By Kathee Mierzejewski
If you’ve been wondering how to grow swiss chard (Beta vulgaris subsp. cicla), you probably enjoy greens tremendously. You get a lot of Vitamin A from dark leafy vegetables, and swiss chard is no exception. Swiss chard is actually a beet that really doesn’t produce a bulbous root. These wonderful plants do, however, produce many large, dark leaves that can have red, white or yellow stalks. These leaves are perfect in dishes that include greens.
How Do I Plant Swiss Chard?
One of the best tips for growing swiss chard is to plant the seed early. By early, this means getting the seeds planted in early to mid spring. There are no swiss chard planting dates that are exact and no exact rules on how to grow swiss chard. Watch and make sure all signs of frost are over because the soil has to be at least 50 F. (10 C.) for the seeds to germinate. It should also be loose and well draining. Locate the plants in a full sun to partially shaded area of the garden.
Another good tip for growing swiss chard is to plant the swiss chard seeds directly into the ground about ¼ to ¾ inches deep.
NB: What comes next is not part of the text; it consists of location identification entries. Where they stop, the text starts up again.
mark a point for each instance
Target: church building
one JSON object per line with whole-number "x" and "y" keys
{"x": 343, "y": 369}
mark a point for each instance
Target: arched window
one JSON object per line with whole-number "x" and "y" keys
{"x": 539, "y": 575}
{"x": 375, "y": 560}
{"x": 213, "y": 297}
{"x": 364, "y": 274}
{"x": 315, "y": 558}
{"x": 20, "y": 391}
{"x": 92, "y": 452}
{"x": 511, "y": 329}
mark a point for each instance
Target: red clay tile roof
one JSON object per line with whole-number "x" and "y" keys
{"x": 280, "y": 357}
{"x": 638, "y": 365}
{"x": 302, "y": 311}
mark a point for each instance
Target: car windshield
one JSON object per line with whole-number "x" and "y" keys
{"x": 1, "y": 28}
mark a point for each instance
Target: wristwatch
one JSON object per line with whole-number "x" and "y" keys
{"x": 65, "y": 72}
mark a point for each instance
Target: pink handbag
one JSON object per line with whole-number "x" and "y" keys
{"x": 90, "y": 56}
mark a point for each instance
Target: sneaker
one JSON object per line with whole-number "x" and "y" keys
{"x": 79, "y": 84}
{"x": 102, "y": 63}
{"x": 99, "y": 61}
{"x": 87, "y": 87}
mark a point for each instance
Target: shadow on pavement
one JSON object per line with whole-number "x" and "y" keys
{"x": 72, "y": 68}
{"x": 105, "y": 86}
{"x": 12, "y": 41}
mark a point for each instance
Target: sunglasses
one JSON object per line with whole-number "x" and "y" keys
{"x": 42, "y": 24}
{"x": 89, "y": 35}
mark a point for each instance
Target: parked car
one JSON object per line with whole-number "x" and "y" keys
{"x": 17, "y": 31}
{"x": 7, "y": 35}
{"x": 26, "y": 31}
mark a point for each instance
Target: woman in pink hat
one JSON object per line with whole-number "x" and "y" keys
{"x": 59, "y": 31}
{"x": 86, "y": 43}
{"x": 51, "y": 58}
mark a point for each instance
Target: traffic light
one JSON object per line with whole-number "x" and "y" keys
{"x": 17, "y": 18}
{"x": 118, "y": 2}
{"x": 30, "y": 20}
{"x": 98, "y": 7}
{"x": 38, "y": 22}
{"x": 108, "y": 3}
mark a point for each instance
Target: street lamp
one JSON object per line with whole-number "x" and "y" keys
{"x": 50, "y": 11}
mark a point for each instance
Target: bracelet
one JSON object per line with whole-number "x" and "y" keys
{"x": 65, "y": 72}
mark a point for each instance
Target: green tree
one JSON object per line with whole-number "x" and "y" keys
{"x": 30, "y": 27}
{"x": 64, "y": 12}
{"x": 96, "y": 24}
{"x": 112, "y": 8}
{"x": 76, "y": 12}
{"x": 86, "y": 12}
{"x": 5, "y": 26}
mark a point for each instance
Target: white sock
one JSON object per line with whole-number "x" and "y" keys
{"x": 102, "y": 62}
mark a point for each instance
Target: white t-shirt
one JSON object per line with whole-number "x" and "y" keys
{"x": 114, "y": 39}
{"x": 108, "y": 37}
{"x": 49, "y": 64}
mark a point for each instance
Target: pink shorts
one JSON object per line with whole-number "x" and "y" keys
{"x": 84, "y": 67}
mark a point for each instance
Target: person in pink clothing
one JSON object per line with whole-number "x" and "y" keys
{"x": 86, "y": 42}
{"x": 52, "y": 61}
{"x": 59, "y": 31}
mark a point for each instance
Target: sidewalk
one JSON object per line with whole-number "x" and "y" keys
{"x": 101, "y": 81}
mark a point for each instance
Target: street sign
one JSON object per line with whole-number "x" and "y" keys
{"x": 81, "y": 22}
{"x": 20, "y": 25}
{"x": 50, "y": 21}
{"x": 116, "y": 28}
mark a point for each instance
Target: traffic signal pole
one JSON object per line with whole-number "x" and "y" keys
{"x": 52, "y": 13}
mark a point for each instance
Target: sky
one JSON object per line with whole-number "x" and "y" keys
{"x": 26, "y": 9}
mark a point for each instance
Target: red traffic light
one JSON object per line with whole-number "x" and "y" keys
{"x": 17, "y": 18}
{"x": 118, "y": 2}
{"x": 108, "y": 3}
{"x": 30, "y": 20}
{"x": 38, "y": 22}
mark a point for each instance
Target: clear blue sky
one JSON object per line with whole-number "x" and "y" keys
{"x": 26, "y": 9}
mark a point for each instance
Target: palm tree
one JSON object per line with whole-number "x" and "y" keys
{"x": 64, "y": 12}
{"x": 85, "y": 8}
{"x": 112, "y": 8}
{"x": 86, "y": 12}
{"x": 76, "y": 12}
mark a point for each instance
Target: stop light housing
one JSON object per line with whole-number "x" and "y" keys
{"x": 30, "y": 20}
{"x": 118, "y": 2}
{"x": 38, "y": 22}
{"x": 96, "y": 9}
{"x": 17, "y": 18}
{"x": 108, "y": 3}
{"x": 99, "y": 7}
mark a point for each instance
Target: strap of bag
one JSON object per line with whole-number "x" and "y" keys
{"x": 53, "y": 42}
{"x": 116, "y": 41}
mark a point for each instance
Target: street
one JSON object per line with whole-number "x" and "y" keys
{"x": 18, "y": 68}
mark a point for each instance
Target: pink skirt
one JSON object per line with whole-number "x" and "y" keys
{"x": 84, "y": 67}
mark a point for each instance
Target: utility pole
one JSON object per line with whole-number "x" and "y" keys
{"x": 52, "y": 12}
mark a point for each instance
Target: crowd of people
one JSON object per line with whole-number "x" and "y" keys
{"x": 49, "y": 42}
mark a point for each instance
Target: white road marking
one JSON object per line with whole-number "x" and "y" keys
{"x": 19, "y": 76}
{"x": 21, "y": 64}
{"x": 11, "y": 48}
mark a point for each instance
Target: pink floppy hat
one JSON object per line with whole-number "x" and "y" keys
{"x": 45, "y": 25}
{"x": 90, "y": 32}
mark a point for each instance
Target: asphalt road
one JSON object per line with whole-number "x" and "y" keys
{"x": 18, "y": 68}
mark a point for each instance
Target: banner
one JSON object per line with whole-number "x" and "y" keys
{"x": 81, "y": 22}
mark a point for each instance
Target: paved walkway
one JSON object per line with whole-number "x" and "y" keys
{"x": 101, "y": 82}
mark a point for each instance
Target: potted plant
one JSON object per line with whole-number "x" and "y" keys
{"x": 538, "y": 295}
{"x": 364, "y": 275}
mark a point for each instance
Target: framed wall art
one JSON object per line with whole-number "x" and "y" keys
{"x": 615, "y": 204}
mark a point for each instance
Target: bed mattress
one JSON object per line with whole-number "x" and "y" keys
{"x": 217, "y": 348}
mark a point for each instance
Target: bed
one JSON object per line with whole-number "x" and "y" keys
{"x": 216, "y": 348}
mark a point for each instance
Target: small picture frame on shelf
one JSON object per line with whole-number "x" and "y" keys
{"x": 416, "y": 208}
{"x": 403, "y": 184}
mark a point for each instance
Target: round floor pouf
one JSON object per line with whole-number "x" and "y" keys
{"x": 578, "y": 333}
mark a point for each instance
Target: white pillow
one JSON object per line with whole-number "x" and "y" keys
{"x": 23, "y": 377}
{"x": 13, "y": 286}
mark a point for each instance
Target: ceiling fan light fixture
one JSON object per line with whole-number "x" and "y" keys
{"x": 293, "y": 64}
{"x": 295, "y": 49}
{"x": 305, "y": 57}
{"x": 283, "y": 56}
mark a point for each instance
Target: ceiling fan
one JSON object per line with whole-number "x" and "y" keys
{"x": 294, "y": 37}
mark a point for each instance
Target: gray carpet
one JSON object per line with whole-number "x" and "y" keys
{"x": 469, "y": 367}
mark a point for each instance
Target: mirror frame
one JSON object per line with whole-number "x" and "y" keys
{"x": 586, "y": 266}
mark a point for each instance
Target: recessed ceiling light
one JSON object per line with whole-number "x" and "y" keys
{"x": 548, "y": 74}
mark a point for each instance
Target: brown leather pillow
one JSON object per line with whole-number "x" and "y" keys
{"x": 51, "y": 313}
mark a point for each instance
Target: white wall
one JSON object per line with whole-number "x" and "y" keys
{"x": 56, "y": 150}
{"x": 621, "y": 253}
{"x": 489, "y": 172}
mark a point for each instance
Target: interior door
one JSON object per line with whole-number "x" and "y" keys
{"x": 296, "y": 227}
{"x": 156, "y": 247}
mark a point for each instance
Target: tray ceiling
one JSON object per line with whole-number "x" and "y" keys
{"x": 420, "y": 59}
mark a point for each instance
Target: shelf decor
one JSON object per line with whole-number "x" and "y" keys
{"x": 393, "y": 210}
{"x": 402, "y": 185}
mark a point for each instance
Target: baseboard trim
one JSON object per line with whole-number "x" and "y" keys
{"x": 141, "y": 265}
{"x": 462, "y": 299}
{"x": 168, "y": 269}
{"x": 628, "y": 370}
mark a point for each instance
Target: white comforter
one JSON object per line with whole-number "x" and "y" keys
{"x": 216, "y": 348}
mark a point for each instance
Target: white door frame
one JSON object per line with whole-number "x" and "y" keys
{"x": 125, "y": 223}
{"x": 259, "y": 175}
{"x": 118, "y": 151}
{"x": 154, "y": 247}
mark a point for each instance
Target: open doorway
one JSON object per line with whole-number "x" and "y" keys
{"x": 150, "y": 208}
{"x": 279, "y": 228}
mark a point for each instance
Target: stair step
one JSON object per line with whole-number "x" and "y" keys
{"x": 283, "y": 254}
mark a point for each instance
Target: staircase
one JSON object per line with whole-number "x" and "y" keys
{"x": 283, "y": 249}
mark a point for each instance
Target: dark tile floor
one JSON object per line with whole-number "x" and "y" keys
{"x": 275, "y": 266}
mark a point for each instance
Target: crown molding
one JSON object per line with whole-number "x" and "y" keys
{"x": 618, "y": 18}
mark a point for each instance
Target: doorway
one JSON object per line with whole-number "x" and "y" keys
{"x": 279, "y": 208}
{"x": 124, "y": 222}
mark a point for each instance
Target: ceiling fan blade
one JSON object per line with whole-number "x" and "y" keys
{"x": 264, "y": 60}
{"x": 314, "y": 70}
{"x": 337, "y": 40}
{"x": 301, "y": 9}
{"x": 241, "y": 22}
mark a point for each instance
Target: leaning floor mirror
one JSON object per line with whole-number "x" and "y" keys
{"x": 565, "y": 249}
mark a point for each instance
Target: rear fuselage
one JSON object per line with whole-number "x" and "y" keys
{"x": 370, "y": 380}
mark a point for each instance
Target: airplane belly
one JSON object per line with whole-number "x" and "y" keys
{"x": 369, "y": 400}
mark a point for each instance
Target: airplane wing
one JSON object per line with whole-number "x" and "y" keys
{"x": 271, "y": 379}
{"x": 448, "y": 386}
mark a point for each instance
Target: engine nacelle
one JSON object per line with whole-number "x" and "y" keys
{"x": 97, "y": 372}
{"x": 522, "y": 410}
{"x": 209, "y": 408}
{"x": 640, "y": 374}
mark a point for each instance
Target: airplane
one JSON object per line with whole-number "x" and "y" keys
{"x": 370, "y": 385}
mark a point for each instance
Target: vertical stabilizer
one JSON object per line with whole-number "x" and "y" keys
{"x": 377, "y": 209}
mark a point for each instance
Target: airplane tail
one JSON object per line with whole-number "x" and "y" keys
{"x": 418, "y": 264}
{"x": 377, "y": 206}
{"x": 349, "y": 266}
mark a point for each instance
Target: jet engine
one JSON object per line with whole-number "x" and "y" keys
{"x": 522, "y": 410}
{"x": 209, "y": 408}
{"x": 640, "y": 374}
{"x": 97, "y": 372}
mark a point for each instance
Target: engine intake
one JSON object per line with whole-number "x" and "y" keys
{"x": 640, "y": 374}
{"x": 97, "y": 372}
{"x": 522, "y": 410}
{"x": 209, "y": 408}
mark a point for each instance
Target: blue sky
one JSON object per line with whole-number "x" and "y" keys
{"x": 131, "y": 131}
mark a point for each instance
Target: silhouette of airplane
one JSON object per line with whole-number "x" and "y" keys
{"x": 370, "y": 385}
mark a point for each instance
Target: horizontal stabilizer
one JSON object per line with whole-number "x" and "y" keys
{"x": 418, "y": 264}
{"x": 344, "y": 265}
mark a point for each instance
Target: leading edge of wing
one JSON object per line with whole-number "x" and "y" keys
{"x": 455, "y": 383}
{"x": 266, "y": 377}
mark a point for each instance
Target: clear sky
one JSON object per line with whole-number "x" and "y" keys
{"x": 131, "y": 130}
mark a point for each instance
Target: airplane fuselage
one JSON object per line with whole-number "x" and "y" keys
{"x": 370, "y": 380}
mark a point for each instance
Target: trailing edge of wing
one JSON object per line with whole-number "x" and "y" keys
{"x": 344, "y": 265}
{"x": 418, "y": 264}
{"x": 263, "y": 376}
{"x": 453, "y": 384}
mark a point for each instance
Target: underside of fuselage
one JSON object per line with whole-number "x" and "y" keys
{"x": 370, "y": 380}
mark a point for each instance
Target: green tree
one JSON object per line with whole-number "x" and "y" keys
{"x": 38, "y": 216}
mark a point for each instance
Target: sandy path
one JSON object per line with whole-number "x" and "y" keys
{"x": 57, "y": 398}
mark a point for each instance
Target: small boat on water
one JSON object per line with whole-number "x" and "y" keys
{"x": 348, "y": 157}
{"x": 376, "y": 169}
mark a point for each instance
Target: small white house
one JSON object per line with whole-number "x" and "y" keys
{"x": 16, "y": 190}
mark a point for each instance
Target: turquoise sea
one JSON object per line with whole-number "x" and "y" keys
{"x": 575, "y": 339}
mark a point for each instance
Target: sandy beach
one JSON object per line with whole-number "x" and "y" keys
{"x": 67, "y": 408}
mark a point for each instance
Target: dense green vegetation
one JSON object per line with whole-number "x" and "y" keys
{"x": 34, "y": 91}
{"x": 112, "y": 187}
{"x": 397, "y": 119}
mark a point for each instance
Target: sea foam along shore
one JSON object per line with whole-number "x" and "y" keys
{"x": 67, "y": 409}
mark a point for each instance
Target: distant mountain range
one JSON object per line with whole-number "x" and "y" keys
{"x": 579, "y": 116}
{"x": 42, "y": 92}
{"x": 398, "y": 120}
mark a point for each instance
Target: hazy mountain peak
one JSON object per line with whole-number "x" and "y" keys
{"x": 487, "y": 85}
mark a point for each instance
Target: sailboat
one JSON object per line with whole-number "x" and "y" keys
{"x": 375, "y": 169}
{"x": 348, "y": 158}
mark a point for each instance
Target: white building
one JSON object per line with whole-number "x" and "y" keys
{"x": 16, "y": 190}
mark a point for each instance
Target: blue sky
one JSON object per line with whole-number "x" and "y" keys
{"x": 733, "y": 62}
You can put eight to ten seeds per foot of row planted. Once the plants grow and are a couple of inches tall, thin them to about four to six inches apart.
When the growing swiss chard plants are 9 to 12 inches tall, you can start harvesting them. Swiss chard harvesting, however, the first time around should include picking the whole plant and throwing away the root. Swiss chard harvesting this way ensures enough space for the remaining plants to fully grow.
So long as your swiss chard has been given sufficient water, they can grow to two feet in a season. Plant your swiss chard among other winter vegetables like carrots, turnips, spinach and parsnips. These things all go well together on a winter Sunday dinner table with a good roast.
Late in the fall when you want some swiss chard, harvesting it along with other winter vegetables for the Sunday table is a fresh way to serve your family a decent dinner. Enjoy fresh swiss chard until the first frost.